Mais, (car toute intrigue tourne autour d’un mais) un billet sur un blog anonyme à la suite d’une lecture publique va mettre le feu aux poudres et le plonger dans les affres, les tréfonds, bref, la polémique.

Ce livre aurait pu être publié, lu sans qu’on le juge ou le critique, comme beaucoup de livres : passer sous le radar sans être repéré… Mais.

Suite à ce billet, quelques lecteurs suivis et influenceurs vont être choqués qu’on ne mette pas en pleine lumière Robert Willow comme l’afro-américain qu’il était.

Je ne suis pas sûr que Robert Willow (si vous lui aviez demandé, s’il était encore vivant et que vous lui ayez demandé) se soit d’abord défini comme Noir

Le Voyant d’Étampes d’Abel Quentin

Communiste, saxophoniste, poète, certes, sartrien et américain, aussi, bien sûr. Mais Robert Willow, selon lui, n’a jamais posé la question de son identité, dans ses poèmes. Ce n’était ni Senghor ni Césaire ni Langston Hughes. Et puis, doit-on toujours préciser sa couleur de peau pour déterminer qui on est ?

Il n’y a pas de littérature noire, pas de littérature blanche : il y a partout des hommes et des femmes qui cherchent et qui créent.

« Le voyant d’étampes », Abel Quentin

Quelle est la polémique et qui en est le fautif, l’accusé ?

« Roscoff ne comprend pas qu’on lui interdise de raconter la vie de cet écrivain qu’il aime, parce qu’il a la conviction intime qu’il a compris quelque chose de lui, et qu’une oeuvre n’appartient à personne, qu’elle appartient à tout le monde »

Abel Quentin à l’AFP, en octobre.

Accusé de trahir la réalité et de s’approprier la parole d’une personne racisée, Jean Roscoff sera bientôt pris dans une tempête médiatique, emporté par « les forces invisibles d’Internet », entre culture du bannissement et wokisme.

Qu’est-ce que le « wokisme« , me direz-vous ? « Woke » signifie être « éveillé », en anglais.

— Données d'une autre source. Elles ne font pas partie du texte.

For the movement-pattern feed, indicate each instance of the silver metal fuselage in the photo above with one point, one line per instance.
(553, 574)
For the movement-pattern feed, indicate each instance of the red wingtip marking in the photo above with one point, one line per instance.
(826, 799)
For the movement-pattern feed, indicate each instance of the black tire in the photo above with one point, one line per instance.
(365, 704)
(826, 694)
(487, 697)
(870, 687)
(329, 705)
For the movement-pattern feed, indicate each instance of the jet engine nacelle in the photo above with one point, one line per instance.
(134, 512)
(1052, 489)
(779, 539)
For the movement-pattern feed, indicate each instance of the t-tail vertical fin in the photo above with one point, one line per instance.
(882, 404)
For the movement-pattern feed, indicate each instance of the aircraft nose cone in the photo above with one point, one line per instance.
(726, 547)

En bref, être « wokiste », c’est être conscient des problèmes de justice sociale et de racisme. Les militants de ce mouvement dénoncent, entre autres, un racisme systémique, une pensée trop binaire, aussi, qui englobe le sexisme aveugle, le genrisme, le jugement de l’autre et la mise dans une case de tout ce qui s’exprime.

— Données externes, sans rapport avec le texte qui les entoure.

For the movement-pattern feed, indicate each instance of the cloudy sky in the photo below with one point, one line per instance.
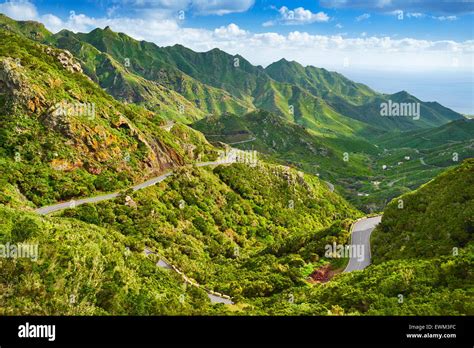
(409, 37)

Jeanne est éveillée. Elle est « woke ». Elle a pris conscience qu’en tant que femmes non racisées, nous bénéficions d’avantages invisibles et pourtant bien réels par rapport à des individus racisés. Elle a une approche intersectionnelle, plus complexe. L’idée est de dire : femme non racisée et lesbienne, je suis à la fois agent d’oppression (parce que blanche) et victime d’oppression (parce que femme et homosexuelle).

« Le voyant d’étampes », Abel Quentin

Un roman anti-wokiste, anti-raciste, anti… quoi ?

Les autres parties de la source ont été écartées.